Monday, June 24, 2019

Eugene Lyons's chronicle of the 1930s Left remains startlingly relevant today.



That in The Red Decade author Eugene Lyons was describing the Communist-dominated American Left of the Depression-wracked 1930s and 1940s makes his observations even more meaningful, for it is sobering to be confronted with how little has been gained by hard experience.

Looking backward from a time when, according to surveys, more millennials would rather live under socialism than capitalism, it's apparent that Lyons was documenting not just a historical moment but also a species of historical illiteracy as unchanging as it is poisonous, its utopianism able to flourish only at the expense of independent thought.

What Lyons found far more unsettling was the credulity of those in the vanguard of progressive thought: leading figures in academia, entertainment, publishing, media, and the highest councils of government, from New York to Hollywood and everywhere between.

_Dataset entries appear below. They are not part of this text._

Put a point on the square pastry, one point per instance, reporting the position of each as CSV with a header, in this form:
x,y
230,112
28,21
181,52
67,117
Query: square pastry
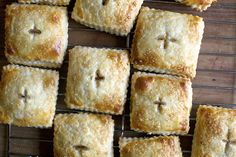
x,y
36,35
160,104
52,2
162,146
97,79
115,17
200,5
167,42
28,96
83,135
215,132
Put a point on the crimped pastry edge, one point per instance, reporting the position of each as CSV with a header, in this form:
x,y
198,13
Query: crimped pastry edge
x,y
52,2
42,63
164,133
198,7
53,72
72,106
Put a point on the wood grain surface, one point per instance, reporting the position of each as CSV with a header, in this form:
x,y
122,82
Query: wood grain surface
x,y
214,84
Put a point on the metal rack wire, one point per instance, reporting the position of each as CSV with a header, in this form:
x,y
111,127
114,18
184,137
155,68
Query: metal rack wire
x,y
123,120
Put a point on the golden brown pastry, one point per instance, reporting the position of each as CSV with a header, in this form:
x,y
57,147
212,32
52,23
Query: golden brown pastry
x,y
36,35
215,132
167,42
115,17
28,96
97,79
83,135
160,104
200,5
53,2
162,146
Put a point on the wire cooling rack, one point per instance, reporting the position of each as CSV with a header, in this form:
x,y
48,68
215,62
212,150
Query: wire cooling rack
x,y
215,83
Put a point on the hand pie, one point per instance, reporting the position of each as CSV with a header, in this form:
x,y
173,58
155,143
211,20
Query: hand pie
x,y
28,96
167,42
36,35
162,146
83,135
53,2
200,5
160,104
215,132
115,17
97,79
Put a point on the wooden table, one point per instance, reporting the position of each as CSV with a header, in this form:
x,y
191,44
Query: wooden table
x,y
215,82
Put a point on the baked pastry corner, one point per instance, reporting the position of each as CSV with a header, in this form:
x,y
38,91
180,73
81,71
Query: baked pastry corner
x,y
115,17
160,104
167,42
83,134
36,35
215,132
97,79
28,96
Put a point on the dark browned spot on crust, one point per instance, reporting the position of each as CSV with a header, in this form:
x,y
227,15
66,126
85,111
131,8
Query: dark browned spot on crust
x,y
183,126
105,2
183,86
10,50
228,142
48,81
166,40
55,18
109,106
99,77
35,31
25,96
142,83
160,103
81,148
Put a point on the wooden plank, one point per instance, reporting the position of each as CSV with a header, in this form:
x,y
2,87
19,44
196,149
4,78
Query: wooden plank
x,y
206,78
215,83
3,140
214,62
219,46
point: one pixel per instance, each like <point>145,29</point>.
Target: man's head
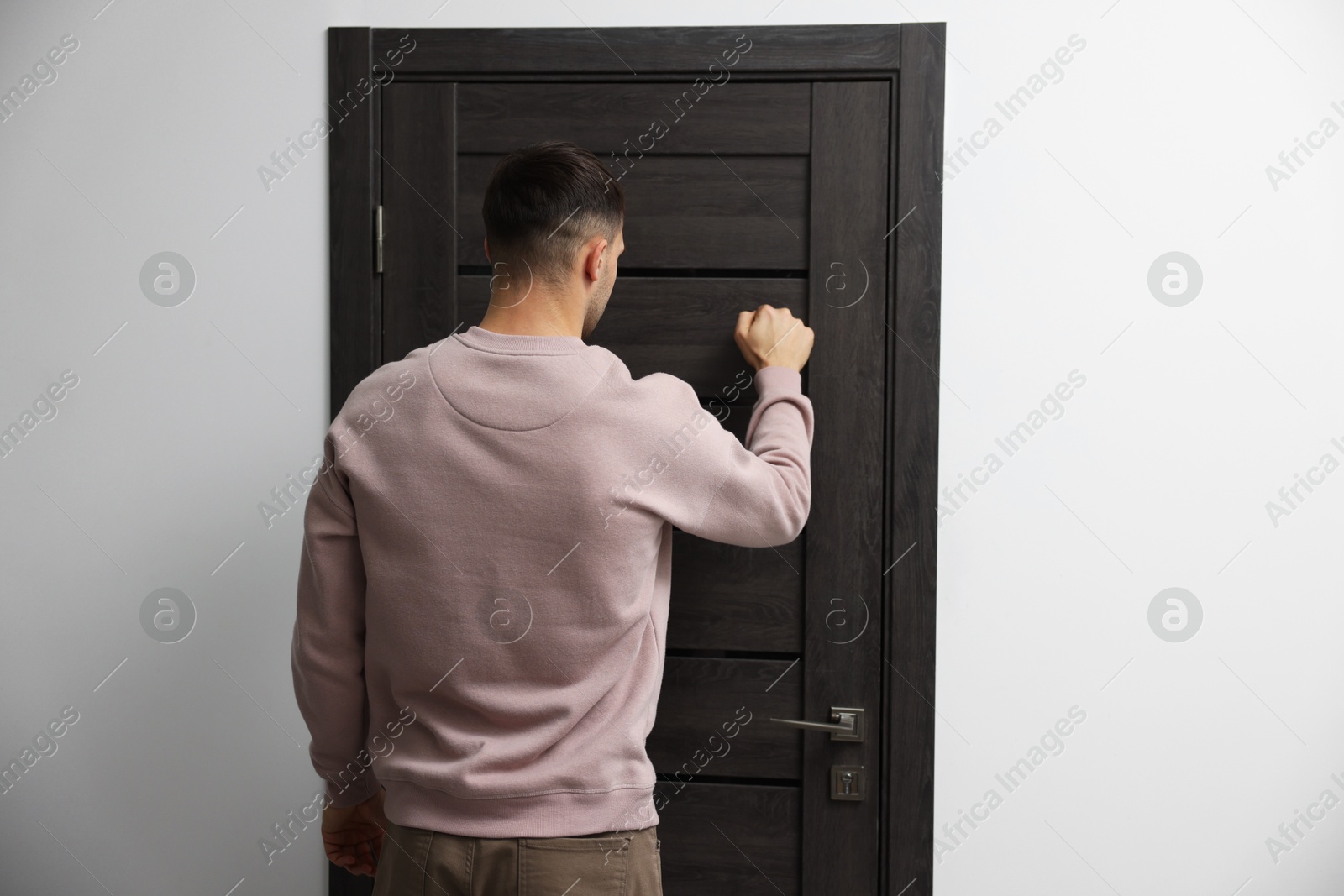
<point>554,224</point>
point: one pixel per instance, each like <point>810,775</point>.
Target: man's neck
<point>534,316</point>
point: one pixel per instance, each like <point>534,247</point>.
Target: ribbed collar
<point>512,344</point>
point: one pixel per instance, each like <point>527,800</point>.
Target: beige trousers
<point>425,862</point>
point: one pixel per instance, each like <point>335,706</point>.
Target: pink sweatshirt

While among them were many convinced ideologues, more numerous still were the careerists, or those simply following political fashion, sentimental liberals drawn to causes by the magic words: "Justice," "Democracy," "Peace." Lyons well understood the seductive power of the call for fundamental social transformation, but he also knew, as did few others, that it invariably led to the naming of enemies and the doling out of retribution, and to unspeakable moral chaos-and that it didn't even work.

Given his intimate acquaintance with the Left, Lyons well knew what calumnies the publication of The Red Decade would bring down on his head. At the time, especially in elite circles, the charge of "Red baiting" was akin to that of racism, sexism, or homophobia today; whether made in anger or with premeditated intent, it was enough to halt any challenge to the Left's worldview.

True enough, the Democrats have long cast themselves as the party of the dispossessed, and their policies have steadily moved the country leftward; and it is also the case, as Lyons recounts, that during the New Deal years, leading administration figures, including Eleanor Roosevelt, unknowingly served as props at Communist-sponsored events advertised as "Democratic and anti-Fascist." But following the Hitler-Stalin pact, even Mrs. Roosevelt distanced herself from the radicals.

Eugene Lyons was certainly a cynic, but unlike his fellow ex-leftist Whittaker Chambers, who famously declared, "I know I am leaving the winning side for the losing side," he was not a pessimist.